El Diccionario de la Real Academia Española es escueto en su definición: “Desmedida preferencia que algunos dan a sus parientes para las concesiones o empleos públicos”. Con ella está perfectamente definido el término. Sus sinónimos están claros y no dan lugar a error: favoritismo, predilección, privanza, favor, privilegio, amiguismo, enchufe. Parece que, aunque hay distintas teorías sobre la etimología del término, la palabra nepotismo viene del griego antiguo nepos, que quiere decir «sobrino». Otra teoría sostiene que el término deriva del nombre del emperador romano Julio Nepote. De estas prácticas, la historia nos proporciona una notable cantidad de casos. Muchas cosas nos podrían contar las familias medievales Borgia o Farnesio. Y de ello, sabían un rato papas como Calixto III, Alejandro VI o Pablo III: Periodos superados afortunadamente por la Iglesia Católica y desterrados como un mal de otros tiempos. De los reyes, podrían ponerse otros muchos ejemplos que podemos pescar en todos los períodos históricos. Algunos claramente evidentes, y admitidos como tales, y otros más disimulados, pero reales, en todos los sentidos.
En los regímenes totalitarios la práctica ha estado y está a la orden del día. La acumulación de poder y la prolongación en el tiempo son un estupendo caldo de cultivo para esta práctica. Sin embargo, los sistemas democráticos la destierran en sus leyes y en su cultura política. Pero en todas las casas hay gateras que ponen al alcance de la mano la tentación de ejercerlo. El hecha la ley, hecha la trampa, sigue estando vigente. Afortunadamente, como dice el salmo bíblico “todo tiene su tiempo, su tiempo bajo el sol”; tarde o temprano “todo lo que estaba oculto, sale a la luz”. Porque, afortunadamente, la libertad de información, el ejercicio de control y denuncia, aún siguen estando vigentes. Es cuestión de tiempo, de trabajo, de paciencia, y de aguante marinero ante las embestidas de las olas o el canto de las sirenas. Vale para los gobiernos y vale para la oposición, vale para un partido político y vale para otros. Perseguirlo, se incube donde se incube, es un bien para la auténtica igualdad, para la transparencia y para la justicia. Y, desde luego, fortalece la democracia.

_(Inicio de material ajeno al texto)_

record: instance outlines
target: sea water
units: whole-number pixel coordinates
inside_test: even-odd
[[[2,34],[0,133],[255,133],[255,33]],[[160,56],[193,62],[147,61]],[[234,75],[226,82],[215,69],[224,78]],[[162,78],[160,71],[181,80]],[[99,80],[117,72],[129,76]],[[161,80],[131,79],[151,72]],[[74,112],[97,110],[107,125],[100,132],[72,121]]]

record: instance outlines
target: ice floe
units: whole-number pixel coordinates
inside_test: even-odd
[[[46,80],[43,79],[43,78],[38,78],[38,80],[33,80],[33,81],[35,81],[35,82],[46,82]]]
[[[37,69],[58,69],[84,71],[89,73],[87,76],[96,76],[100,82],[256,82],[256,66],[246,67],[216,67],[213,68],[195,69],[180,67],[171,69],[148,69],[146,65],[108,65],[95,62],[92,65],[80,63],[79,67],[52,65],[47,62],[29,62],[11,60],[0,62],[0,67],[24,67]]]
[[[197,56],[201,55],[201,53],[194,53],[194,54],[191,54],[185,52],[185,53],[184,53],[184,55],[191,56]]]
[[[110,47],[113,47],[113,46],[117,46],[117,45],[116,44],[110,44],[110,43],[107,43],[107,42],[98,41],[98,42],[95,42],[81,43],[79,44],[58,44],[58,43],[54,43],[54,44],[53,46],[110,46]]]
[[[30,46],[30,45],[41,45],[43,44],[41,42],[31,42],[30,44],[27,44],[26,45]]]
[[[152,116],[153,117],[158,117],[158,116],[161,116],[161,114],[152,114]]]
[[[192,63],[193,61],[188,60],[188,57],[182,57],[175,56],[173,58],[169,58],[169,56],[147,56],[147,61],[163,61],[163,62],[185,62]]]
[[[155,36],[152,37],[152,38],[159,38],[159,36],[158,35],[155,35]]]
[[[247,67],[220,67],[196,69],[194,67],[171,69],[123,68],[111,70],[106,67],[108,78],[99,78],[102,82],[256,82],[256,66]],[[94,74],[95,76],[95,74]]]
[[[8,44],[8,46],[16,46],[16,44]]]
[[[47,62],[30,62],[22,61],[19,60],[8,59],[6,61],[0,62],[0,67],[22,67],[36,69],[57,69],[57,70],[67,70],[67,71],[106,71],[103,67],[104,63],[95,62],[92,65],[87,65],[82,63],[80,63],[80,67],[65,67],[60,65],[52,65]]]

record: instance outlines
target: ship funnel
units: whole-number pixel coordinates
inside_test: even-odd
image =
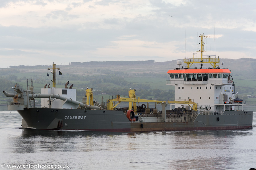
[[[71,86],[70,86],[70,87],[69,87],[69,88],[72,88],[72,87],[73,87],[73,86],[74,86],[74,84],[71,84]]]
[[[66,84],[65,85],[65,88],[67,88],[67,85],[69,83],[69,81],[68,81],[67,83],[66,83]]]

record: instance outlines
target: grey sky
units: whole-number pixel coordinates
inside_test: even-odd
[[[253,1],[2,0],[0,67],[182,58],[185,32],[186,57],[202,32],[213,55],[214,25],[217,56],[255,58],[255,9]]]

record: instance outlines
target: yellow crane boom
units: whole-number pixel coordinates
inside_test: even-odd
[[[192,99],[193,100],[193,99]],[[187,104],[189,106],[189,107],[193,110],[197,111],[197,103],[194,102],[192,101],[191,99],[189,99],[188,100],[184,100],[181,101],[168,101],[168,104],[170,103],[180,103],[181,104]],[[193,104],[193,107],[189,105],[190,104]]]

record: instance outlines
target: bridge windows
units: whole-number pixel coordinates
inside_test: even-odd
[[[223,78],[228,78],[228,74],[223,74]]]
[[[208,80],[208,74],[203,74],[203,81],[207,81]]]
[[[187,76],[187,81],[191,81],[191,75],[190,74],[187,74],[186,75],[186,76]]]
[[[186,78],[186,75],[183,74],[183,78],[184,78],[184,81],[187,81],[187,78]]]
[[[198,74],[197,75],[197,81],[202,81],[202,75],[201,74]]]
[[[217,78],[217,74],[213,74],[213,78]]]
[[[191,75],[192,76],[192,81],[197,81],[197,77],[195,74],[192,74]]]

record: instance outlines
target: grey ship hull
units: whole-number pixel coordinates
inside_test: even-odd
[[[252,111],[198,115],[193,122],[131,122],[122,111],[38,108],[18,111],[23,118],[23,128],[38,129],[130,132],[241,129],[252,126]]]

Pero no sólo es cuestión de legislación, de responsabilidades políticas. Es una cuestión ética y una cuestión cultural y de educación. Posiblemente toque a la Educación para la Ciudadanía explicarle bien claro a las generaciones futuras que el nepotismo –adquiera los matices que adquiera, y se vista al mono como se vista- no es un bien democrático y corroe desde su raíz los derechos fundamentales de los ciudadanos, y hay que pedir cuenta de ello, por una parte, y no crecer en la creencia de que es potestad de cualquiera practicarlo.
Lo peor de la cultura del “pelotazo”, de tan reciente memoria, no era sólo el pelotazo que muchos pretendieron dar y lo consiguieron, sino la conciencia de que “si yo pudiera, también lo haría; si no lo hago es porque no puedo”, como decían algunos. La regeneración, la superación de la crisis, pasa por un código serio de valores y por la conciencia creciente de que no vale todo.
Algunos casos, puestos en el candelero por la prensa, con todo el respeto que nos merece la presunción de inocencia –que hay que garantizar en todos los casos- parecen machaconamente insistir en que la práctica no está desterrada de nuestra cultura y de nuestra acción política. Ahora les toca a los jueces no mirar para otro lado –ni en estos casos ni en otros- y esclarecer los hechos para que no quede ninguna duda y, en consecuencia, estemos tranquilos de tres cosas: que no nos tomen el pelo a los ciudadanos, que todos somos iguales, que nuestro dinero se emplea con transparencia y sin favoritismos ni intereses particulares. De lo contrario, la construcción y el desarrollo de la democracia es pura entelequia. La coherencia no se construye con eslóganes. La democracia se hace, parodiando al poeta sevillano, “golpe a golpe, verso a verso”.